Douglas M Okamoto, PhD
October 9, 2016
Corpus is the Latin word for “body.” It may contain texts in a single language (monolingual corpus) or text data in multiple languages (multilingual corpus). These corpora consist of one or more 0.1% stratified random samples of size n= 2,000, 150 and 5,000 lines from blogs, news and twitter text files residing in the HC Corpora English language database. link
| Text File | Line Count | Word Count |
|---|---|---|
| en_us blogs | 899,288 lines | 37,279,275 words |
| en_us news | 77,259 lines | 34,494,539 words |
| en_us twitter | 2,360,148 lines | 30,451,128 words |
An n-gram is a sequence of n words, e.g., “new york” is a sequence of two words or bigram (n=2).
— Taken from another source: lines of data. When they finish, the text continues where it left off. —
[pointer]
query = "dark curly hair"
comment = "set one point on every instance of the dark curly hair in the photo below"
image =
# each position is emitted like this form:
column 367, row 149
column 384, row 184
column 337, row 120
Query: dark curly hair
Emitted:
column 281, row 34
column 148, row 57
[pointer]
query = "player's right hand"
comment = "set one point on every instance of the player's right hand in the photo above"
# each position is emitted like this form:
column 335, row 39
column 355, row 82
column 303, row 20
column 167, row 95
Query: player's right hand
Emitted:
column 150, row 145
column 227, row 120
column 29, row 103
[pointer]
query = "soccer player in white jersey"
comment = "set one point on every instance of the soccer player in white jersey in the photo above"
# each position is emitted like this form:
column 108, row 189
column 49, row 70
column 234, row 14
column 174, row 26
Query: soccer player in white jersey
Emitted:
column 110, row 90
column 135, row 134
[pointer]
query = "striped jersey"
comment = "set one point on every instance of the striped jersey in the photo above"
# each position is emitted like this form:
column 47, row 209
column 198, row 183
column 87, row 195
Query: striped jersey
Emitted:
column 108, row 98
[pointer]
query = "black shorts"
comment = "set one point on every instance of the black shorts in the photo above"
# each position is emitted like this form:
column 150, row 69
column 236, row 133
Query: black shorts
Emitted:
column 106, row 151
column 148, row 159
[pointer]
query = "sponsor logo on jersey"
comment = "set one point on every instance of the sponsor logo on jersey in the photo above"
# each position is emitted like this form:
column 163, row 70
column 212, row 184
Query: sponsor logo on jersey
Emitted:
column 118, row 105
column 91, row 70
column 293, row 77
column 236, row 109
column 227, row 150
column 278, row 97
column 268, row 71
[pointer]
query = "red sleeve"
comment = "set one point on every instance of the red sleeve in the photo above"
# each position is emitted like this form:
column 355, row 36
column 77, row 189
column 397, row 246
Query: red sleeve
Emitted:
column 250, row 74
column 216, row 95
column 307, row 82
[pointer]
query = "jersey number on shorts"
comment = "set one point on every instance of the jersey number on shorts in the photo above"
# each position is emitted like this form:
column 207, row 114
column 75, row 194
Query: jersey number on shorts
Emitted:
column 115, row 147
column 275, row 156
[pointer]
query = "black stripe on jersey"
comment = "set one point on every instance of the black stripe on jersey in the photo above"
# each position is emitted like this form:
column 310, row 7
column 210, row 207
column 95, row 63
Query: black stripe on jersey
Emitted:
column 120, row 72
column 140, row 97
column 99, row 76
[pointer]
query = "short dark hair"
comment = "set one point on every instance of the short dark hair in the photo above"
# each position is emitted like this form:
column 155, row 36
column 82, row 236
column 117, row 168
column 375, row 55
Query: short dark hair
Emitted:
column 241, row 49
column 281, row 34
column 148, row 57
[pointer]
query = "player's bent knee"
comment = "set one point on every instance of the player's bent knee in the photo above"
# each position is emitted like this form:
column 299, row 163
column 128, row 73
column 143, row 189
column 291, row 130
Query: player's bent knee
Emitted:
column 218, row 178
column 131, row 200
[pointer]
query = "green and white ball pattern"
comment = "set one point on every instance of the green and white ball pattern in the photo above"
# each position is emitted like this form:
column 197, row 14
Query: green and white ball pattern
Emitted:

An n-gram model is a probabilistic language model for predicting the next item in such a sequence. For example, “new york city” is a trigram (n=3) with the third word “city” predicted from a probabilistic language model.
If at first you don't succeed …
This n-gram prediction model uses bootstrap re-sampling, i.e., successive corpora or 0.1% random samples to predict the fourth word in a quadrigram (n=4) from the first three words, e.g., “churches” is the fourth word in the quadrigram “new york city churches” (Slide 4).
Without loss of generality, the three-word trigram is input one word at-a-time.
Input three words, e.g., “New”, “York” and “City.”
If pressing the “Go!” button gives NA as a result, then press the button again.
In the example, the quadrigram “new york city churches” occurs three times. Since there are six occurrence of the trigram “new york city,” the probability of “churches” being the fourth word is 50-50.